Dass das Konzept aufgeht, zeigte der enorme Erfolg des letzten Seminars 2008: Das Konzert im Rahmen des Seminars (mit Ferhat Tunç, Hans-Eckardt Wenzel und Konstantin Wecker) war gut besucht; die darauf folgende Podiumsdiskussion mit Cem Özdemir, Ferhat Tunç, Udo Steinbach und Cem Dalaman war ausgebucht.
Diskussionen mit Wissenschaftlern privater und staatlicher Universitäten, mit AktivistInnen der Lesben- und Schwulenbewegung oder etablierten Politikerinnen wie Claudia Roth und Seyran Ateş auf dem Fundament von vorangehenden Blöcken etwa zu Ethnizität oder Parteienlandschaft in der Türkei sind beliebte Elemente der Seminare.

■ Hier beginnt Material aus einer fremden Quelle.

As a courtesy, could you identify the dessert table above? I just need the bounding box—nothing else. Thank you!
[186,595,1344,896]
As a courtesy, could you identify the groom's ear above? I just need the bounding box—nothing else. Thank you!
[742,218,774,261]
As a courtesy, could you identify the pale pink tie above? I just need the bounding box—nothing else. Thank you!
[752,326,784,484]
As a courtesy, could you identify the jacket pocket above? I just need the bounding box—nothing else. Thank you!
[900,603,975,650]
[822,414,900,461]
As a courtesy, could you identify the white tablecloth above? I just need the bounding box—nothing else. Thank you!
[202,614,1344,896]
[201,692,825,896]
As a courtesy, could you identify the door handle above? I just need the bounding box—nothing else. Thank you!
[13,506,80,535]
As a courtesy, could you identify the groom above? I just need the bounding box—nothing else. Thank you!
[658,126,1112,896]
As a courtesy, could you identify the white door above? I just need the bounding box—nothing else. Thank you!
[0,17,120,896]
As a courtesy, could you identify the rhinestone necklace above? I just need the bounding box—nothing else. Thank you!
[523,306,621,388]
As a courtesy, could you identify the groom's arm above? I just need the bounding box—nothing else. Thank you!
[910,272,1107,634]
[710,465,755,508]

Dabei verstehen sich die beiden Zweiheimischen nicht nur als Dienstleister der Verständigung, sondern forschen und lernen durch die Begegnungen selbst dazu, beide promovieren zu relevanten Themen in den Fächern Politologie und Turkologie. Ein weiterer Effekt ihrer breit gefächerten Aktivitäten an Spree und Bosporus ist die Vermittlung alternativer Politikansätze und interdisziplinärer Impulse: Die in der Türkei wenig bekannten Stiftungen wie die Heinrich-Böll-Stiftung oder in Deutschland kaum wahrgenommene Projekte wie die „Özgür Üniversitesi“ [Freie Universität] werden publik durch Multiplikatoren, - Teilnehmerinnen der Zweiheimisch-Studienreisen.